To develop a strategy for impurities profiling the following question must be answered: What kind of impurities can be present in Active Pharmaceutical Ingredients (APIs)? These can be organic or inorganic substances originated from different sources. Heavy metals, enantiomers (of different pharmacological and pharmacokinetic profile), catalysts, products of degradation, hydrolysis, photolysis, oxidation, decarboxylation etc, impurities from residuals (organic solvents and unreacted starting materials in bulk drugs and pharmaceutical formulations), intermediate products during synthetic route, by-products formed through a variety of side reactions, products of isomerization, dimerization, unwanted reactions between starting materials or intermediates with chemical reagents or catalysts may be determined as impurities.

Of significant importance is the case of chiral drugs.

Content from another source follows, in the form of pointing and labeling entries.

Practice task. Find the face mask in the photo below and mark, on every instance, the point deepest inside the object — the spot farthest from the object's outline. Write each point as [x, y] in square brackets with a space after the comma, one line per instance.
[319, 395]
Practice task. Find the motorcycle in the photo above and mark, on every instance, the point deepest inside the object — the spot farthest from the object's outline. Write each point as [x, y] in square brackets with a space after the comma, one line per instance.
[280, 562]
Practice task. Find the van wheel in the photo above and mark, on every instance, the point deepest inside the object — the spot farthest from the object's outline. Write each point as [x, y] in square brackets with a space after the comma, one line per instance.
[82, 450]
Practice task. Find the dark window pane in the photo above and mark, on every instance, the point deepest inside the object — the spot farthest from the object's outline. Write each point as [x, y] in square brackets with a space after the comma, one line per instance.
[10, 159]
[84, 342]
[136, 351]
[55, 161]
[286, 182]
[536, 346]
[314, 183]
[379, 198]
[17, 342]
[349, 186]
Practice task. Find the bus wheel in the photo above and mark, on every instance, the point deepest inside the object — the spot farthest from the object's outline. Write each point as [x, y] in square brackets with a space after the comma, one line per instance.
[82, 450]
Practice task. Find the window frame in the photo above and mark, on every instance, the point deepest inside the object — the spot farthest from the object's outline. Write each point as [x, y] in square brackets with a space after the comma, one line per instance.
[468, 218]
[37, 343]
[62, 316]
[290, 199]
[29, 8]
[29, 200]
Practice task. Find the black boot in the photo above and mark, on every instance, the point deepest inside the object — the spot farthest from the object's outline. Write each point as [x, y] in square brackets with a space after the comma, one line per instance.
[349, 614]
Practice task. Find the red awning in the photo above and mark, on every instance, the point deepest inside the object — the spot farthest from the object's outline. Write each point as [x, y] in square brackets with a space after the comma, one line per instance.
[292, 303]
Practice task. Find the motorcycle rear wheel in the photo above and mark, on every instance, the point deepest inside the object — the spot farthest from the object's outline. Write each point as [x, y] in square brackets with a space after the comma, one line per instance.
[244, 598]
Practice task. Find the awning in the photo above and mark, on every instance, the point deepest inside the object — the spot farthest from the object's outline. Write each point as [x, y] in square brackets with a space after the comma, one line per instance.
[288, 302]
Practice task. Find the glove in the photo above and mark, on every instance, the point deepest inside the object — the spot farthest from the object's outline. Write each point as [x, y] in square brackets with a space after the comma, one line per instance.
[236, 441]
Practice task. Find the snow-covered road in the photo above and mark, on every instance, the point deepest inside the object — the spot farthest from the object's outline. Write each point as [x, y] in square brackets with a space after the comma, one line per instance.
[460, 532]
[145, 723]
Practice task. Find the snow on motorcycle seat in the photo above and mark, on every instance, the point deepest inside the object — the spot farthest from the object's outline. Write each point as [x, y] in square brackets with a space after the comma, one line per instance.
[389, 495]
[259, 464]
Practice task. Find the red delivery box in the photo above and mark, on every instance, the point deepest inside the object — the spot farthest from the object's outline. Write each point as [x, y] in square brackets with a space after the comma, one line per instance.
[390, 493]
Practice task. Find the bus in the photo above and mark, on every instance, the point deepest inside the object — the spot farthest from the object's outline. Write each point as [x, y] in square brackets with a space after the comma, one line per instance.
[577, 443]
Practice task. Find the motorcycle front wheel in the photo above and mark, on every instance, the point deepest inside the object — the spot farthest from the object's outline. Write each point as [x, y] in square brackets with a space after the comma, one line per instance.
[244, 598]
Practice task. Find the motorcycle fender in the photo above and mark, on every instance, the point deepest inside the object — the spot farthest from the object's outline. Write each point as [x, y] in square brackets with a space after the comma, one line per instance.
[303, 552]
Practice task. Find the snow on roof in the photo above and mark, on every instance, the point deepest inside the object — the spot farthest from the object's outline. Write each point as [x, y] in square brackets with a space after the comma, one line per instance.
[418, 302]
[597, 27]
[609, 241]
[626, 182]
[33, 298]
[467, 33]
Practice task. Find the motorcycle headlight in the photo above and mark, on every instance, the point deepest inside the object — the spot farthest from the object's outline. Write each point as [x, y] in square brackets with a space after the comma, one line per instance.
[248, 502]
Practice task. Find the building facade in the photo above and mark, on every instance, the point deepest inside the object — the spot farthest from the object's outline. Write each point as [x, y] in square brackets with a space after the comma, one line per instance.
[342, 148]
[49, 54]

When for example the race mate is marketed, and only one form is active, half of the dose is effective. On the other hand if the pure enantiomer is administered, the enantiomeric form, the so-called antipode is considered to be an impurity. Their presence is mainly due to the incomplete enantioselectivity during synthesis.

Impurities in the APIs must be identified and quantified. According to ICH guidelines on impurities in new drug products, identification of impurities below the 0.1% level is not considered to be necessary, unless the impurities are potentially toxic. For the determination of impurities in pharmaceuticals different analytical techniques can be applied. The vast majority of analytical methods rely on separation techniques such as high performance liquid chromatography, gasliquid chromatography, supercritical fluid chromatography, capillary electrophoresis, complied with UV detectors or hyphenated with mass spectroscopy, etc.

Mainly chromatographic, but also non-chromatographic techniques can be used for the isolation of impurities, which are intended to be characterized, by spectroscopic techniques. Nuclear Magnetic Resonance (NMR) spectroscopy, Raman spectroscopy, R-spectroscopy, mass spectroscopy techniques are the most frequently used techniques for the elucidation of the impurities structure.

Various classic extraction methods like Solid Phase Extraction (SPE), Liquid-Liquid Extrcation (LLE) or more sophisticated like Supercritical Fluid Extraction (SFE), Accelerated Solvent Extraction (ASE), and Microwave Assisted Solvent Extraction (MASE) can be used for the isolation of the impurities from the APIs.

A significant number of interesting research articles and reviews are published in the literature describing the recent trends in the impurities profiling of pharmaceutical formulations. And this number will be continuously growing as long as new drugs are synthesized and new synthetic routes are to be explored [1-12].